Memory Fragmentation in R

4 messages · Nawaaz Ahmed, Luke Tierney, Brian Ripley

#
Thanks Brian. I looked at the code (memory.c) after I sent out the first 
email and noticed the malloc() call that you mention in your reply.
Looking into this code suggested a possible scenario where R would fail 
in malloc() even if it had enough free heap address space.

I noticed that if there is enough heap address space (memory.c:1796, 
VHEAP_FREE() > alloc_size) then the garbage collector is not run. So 
malloc could fail (since there is no more address space to use), even 
though R itself has enough free space it can reclaim. A simple fix is 
for R to try doing garbage collection if malloc() fails.

I hacked memory.c() to look in R_GenHeap[LARGE_NODE_CLASS].New if 
malloc() fails (in a very similar fashion to ReleaseLargeFreeVectors())
I did a "best-fit" stealing from this list and returned it to 
allocVector(). This seemed to fix my particular problem - the large 
vectors that I had allocated in the previous round were still sitting in 
  this list. Of course, the right thing to do is to check if there are 
any free vectors of the right size before calling malloc() - but it was 
simpler to do it my way (because I did not have to worry about how 
efficient my best-fit was; memory allocation was anyway going to fail).

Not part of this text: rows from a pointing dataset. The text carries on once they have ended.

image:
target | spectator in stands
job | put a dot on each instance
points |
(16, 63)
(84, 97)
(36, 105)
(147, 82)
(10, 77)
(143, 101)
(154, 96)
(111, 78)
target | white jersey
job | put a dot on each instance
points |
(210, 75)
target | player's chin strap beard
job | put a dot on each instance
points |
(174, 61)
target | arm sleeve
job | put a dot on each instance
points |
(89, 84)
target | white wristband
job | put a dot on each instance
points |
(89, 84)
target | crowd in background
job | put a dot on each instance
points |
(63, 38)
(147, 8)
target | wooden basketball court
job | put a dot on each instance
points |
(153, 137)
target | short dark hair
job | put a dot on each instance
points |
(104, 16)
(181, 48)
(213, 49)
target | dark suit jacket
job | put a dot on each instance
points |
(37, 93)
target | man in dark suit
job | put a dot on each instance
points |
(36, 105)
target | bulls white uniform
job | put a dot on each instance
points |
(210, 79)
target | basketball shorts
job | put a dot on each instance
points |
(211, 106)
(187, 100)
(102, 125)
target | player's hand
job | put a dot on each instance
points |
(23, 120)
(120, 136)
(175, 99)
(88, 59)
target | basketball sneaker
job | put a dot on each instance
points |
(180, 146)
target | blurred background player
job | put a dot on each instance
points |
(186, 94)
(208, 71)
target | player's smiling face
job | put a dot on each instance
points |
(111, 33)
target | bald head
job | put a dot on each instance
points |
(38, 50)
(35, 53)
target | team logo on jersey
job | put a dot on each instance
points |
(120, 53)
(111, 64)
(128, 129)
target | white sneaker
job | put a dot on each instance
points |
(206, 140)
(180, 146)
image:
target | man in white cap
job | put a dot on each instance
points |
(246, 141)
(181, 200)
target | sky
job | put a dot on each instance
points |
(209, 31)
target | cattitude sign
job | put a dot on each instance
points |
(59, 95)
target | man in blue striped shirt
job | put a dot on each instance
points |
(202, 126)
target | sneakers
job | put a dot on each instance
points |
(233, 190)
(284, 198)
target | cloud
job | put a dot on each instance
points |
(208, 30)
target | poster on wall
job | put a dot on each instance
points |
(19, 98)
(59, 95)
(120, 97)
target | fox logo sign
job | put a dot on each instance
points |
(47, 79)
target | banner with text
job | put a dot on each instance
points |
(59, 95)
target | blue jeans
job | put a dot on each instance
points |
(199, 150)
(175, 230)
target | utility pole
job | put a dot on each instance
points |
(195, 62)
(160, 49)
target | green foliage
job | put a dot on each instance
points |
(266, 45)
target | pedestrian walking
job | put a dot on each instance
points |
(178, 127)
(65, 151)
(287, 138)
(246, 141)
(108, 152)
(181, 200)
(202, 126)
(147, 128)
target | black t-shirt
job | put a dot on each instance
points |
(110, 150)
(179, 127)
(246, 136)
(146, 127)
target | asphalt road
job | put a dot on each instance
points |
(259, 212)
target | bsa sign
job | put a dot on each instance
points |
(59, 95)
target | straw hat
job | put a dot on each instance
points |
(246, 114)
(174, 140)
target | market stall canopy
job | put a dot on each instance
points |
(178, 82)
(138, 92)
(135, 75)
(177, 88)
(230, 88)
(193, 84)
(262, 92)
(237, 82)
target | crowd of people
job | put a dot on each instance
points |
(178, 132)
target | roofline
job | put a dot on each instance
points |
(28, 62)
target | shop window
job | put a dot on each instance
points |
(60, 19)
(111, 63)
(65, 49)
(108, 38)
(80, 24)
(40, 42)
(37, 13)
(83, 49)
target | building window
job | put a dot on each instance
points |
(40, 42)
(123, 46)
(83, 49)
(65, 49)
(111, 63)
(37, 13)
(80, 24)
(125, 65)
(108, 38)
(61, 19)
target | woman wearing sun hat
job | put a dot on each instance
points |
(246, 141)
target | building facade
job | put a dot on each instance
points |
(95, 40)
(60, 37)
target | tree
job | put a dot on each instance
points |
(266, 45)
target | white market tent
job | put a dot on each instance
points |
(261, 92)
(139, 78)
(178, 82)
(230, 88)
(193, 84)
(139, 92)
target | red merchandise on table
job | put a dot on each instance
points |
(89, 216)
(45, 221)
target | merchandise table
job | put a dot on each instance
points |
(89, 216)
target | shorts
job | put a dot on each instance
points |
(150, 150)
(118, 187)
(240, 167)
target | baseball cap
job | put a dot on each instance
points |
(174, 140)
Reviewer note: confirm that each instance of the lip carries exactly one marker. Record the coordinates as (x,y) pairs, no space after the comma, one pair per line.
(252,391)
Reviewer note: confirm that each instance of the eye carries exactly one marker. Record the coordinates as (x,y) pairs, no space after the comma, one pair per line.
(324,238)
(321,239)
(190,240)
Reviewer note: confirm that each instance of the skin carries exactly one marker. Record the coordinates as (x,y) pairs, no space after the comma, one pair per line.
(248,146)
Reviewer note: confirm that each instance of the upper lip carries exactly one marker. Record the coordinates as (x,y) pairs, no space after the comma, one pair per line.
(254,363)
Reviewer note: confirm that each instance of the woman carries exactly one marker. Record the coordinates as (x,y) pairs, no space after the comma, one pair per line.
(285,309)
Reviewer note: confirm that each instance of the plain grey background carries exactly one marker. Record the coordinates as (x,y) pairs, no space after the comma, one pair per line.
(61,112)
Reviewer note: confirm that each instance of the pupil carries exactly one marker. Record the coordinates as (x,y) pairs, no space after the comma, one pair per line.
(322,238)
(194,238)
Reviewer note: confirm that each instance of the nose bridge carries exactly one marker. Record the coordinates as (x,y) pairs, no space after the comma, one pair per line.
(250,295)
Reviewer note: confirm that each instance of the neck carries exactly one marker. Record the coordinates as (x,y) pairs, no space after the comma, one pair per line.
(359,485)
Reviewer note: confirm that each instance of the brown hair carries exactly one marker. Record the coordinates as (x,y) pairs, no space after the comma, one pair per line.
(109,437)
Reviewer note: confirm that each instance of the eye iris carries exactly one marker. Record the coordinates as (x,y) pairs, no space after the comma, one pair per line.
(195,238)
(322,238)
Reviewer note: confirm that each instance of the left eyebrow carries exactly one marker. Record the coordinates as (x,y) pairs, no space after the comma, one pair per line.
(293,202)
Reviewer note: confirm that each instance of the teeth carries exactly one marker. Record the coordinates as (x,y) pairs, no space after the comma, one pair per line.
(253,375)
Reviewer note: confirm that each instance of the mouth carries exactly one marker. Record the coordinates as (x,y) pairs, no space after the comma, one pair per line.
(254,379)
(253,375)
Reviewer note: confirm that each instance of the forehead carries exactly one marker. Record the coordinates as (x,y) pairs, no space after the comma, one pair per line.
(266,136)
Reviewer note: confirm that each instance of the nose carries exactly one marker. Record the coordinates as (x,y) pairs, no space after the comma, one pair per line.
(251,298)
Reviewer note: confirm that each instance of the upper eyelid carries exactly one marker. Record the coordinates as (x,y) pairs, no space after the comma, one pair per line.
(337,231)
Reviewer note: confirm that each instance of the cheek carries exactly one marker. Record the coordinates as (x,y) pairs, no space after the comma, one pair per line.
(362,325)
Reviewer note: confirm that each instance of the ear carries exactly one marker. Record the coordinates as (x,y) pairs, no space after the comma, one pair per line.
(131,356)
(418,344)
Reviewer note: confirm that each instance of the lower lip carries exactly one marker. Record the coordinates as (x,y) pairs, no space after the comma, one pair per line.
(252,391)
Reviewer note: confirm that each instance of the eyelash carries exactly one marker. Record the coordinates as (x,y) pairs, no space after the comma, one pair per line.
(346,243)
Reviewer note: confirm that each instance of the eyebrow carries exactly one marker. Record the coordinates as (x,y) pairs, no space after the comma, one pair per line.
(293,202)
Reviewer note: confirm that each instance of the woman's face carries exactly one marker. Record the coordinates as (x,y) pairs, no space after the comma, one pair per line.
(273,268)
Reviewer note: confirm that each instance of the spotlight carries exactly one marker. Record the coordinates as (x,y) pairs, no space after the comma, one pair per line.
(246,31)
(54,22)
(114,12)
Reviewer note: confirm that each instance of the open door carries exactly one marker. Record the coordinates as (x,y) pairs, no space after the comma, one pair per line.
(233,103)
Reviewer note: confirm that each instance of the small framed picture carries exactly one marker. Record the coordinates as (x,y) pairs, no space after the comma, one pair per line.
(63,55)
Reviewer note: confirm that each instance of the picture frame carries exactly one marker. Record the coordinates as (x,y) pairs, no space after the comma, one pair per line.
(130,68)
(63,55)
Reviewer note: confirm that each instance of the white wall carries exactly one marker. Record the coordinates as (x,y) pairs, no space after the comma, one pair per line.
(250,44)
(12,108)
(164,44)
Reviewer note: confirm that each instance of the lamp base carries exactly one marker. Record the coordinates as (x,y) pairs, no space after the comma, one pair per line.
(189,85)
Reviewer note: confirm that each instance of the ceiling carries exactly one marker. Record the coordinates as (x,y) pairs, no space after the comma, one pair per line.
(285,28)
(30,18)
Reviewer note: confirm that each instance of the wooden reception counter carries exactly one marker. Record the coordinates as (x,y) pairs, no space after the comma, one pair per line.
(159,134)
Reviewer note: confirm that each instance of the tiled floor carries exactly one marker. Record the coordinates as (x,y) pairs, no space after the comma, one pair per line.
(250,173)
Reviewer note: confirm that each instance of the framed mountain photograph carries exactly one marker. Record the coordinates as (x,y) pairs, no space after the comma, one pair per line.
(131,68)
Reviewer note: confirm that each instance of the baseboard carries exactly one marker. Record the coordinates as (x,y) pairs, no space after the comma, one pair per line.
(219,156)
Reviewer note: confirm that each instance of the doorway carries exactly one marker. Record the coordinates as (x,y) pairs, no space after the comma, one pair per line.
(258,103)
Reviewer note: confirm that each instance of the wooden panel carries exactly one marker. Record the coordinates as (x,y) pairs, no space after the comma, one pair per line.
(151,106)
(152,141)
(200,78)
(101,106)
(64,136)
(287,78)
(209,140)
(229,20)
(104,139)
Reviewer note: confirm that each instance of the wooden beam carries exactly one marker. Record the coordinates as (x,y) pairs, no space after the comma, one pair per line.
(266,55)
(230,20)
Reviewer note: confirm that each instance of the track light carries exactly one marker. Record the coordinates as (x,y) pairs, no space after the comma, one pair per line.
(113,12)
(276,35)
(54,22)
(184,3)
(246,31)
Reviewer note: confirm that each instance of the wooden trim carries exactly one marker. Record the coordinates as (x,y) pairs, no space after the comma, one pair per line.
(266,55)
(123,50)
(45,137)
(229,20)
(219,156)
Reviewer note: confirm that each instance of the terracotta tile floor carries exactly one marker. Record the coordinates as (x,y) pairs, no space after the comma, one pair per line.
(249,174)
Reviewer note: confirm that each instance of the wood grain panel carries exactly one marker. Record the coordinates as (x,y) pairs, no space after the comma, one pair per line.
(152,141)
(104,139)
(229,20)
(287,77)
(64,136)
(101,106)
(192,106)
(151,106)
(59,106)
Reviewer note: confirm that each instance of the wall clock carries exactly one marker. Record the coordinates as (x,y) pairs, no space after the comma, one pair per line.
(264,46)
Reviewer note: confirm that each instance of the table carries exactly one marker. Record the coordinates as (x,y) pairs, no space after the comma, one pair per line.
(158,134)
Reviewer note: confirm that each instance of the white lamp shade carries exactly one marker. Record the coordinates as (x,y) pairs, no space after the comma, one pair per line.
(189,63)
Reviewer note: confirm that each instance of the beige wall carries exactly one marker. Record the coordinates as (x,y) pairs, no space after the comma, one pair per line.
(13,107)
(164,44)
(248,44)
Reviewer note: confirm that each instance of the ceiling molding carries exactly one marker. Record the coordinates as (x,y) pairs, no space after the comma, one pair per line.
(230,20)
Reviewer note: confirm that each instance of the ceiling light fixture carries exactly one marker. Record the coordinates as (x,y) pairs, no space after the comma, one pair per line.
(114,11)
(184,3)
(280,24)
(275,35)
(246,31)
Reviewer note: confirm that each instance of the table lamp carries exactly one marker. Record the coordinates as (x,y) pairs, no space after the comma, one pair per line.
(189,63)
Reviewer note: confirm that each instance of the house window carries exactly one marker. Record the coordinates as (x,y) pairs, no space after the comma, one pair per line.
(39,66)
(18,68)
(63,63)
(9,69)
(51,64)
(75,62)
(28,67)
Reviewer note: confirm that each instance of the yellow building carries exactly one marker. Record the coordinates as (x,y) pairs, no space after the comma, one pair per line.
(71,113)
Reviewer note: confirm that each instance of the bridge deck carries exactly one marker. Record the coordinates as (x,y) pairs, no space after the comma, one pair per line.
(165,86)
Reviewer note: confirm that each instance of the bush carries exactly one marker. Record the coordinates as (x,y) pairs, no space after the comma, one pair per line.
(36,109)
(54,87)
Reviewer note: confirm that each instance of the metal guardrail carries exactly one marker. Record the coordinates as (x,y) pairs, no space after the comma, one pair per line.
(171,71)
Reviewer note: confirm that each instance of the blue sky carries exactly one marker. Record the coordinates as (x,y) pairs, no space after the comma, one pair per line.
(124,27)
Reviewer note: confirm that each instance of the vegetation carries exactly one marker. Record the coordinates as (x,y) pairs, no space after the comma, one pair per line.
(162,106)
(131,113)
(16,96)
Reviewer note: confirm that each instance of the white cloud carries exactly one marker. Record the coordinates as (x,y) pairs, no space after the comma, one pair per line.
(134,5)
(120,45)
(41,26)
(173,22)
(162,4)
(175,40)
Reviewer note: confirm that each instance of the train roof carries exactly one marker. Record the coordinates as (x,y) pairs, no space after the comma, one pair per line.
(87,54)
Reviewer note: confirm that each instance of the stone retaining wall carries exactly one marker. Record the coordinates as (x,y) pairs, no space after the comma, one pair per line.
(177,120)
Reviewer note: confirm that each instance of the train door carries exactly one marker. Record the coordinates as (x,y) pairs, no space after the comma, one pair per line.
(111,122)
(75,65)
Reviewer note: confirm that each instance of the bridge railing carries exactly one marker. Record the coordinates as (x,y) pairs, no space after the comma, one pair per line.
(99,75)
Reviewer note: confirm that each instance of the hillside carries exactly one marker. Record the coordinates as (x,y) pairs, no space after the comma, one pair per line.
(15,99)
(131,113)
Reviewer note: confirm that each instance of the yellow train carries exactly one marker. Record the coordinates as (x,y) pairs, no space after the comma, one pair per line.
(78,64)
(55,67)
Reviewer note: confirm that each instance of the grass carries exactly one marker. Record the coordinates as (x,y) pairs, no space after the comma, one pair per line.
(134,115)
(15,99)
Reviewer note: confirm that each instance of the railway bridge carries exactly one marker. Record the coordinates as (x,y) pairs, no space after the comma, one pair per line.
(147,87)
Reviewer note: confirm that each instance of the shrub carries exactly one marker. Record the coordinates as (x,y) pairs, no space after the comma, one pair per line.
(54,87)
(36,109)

I can look deeper into this and provide more details if needed.

Nawaaz
Prof Brian Ripley wrote:
#
On Sat, 19 Feb 2005, Nawaaz Ahmed wrote:

            
Thanks.  It looks like it would be a good idea to modify the malloc at
that point to try a GC if the malloc fails, then retry the malloc and
only bail if the second malloc fails.  I want to think this through a
bit more before going ahead, but I think it will be the right thing to
do.

Best,

luke

  
    
#
I am not the expert here (the author, Luke Tierney, is probably 
listening), but I understood you to have done a gc() immediately before 
your second run: you presented statistics from it.  If so, then I don't 
understand in detail.  Probably Luke does.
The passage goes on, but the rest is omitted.